I have SSDs and a 26GBs of RAM now. I don't expect to eek out that much more performance but I'm testing it.
For apps like Safari and Photoshop on HDDs this could be a big deal. But with DP on all SSDs I'm not so sure. I'm still figuring everything in DP that gets page swapped.
If anyone has insights or would like to discuss or experiment with this, please chime in.
The cmnd is:
sudo launchctl unload -w /System/Library/LaunchDaemons/com.apple.dynamic_pager.plist
to re-enable VM type..
sudo launchctl load -w /System/Library/LaunchDaemons/com.apple.dynamic_pager.plist
unload and load are the only differences.
Thanks
Re: Turning off Virtual Memory test
Posted: Sat Jul 13, 2013 3:52 pm
by bayswater
I'll be interested in what happens. I haven't seen a discussion of this since somewhere around 10.3. The advice from the gurus then was that sooner or later, memory allocation for a newly launched process would fail, and the system would go entirely dead.
Maybe with so much RAM you'll never reach that point, but I do recall claims that there could be processes that request VM regardless of the amount of RAM you have.
The question may be entirely academic.

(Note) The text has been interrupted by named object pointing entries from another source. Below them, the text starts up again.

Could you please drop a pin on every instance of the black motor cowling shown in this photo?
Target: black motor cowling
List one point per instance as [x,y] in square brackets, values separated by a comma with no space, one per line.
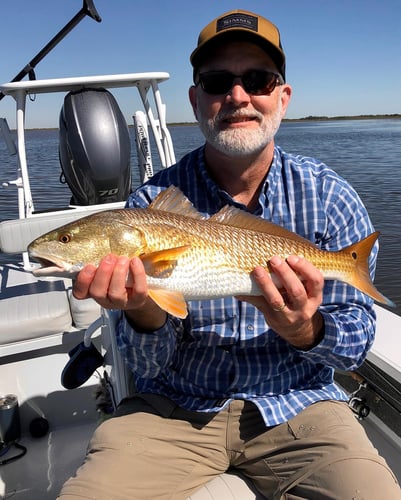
[95,147]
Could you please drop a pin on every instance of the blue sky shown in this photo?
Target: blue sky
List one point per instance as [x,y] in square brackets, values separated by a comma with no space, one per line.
[343,56]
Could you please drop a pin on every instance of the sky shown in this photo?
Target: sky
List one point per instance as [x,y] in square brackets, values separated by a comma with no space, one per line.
[343,56]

It would only work if your system never requests VM for any process. But if it never does, then what advantage is there in removing it?
Re: Turning off Virtual Memory test
Posted: Sat Jul 13, 2013 6:25 pm
by Steve Steele
Thanks for the reply. Did you ever test the VM trick yourself?
bayswater wrote:I'll be interested in what happens. I haven't seen a discussion of this since somewhere around 10.3.
I saw some SL discussions.
The advice from the gurus then was that sooner or later, memory allocation for a newly launched process would fail, and the system would go entirely dead.
Presumably only under certain circumstances, if RAM is running low, or if an app makes a certain call for it. But keep in mind I'm talking about
only running DP (with MIR - which could be important), and only DP related apps.
Maybe with so much RAM you'll never reach that point, but I do recall claims that there could be processes that request VM regardless of the amount of RAM you have.
Right, I read that too. but I'm curious to know what gets pages in DP. I'm assuming audio and sample files. I know a lot more about Mac OS Classic's VM then I do OSX's VM.
The question may be entirely academic. It would only work if your system never requests VM for any process. But if it never does, then what advantage is there in removing it?
True. But in this senario, if the OS and DP (and all that goes with it) don't start paging, then maybe.. who knows?. If samples get paged, perhaps it could make a difference. That's a big if I realize. Especially with SSDs.
I agree that in today's computing turning off VM, which may be of little benefit for DAW users is questionable. But getting every ounce of performance is important enough for me to check it out.
Another poster was having problems with pops and clicks, and his solution was to take his SSD RAID 0 and turn it into JBODs. He said it fixed his problem. Good for him, but I don't entirely subscribe to the SSD RAIDs are not of benefit. And in my spare time, I'd like to dig as deep as I can into optimization. I haven't done that in a while. I've been using DP since 1.6 so, yes, I've read the manual.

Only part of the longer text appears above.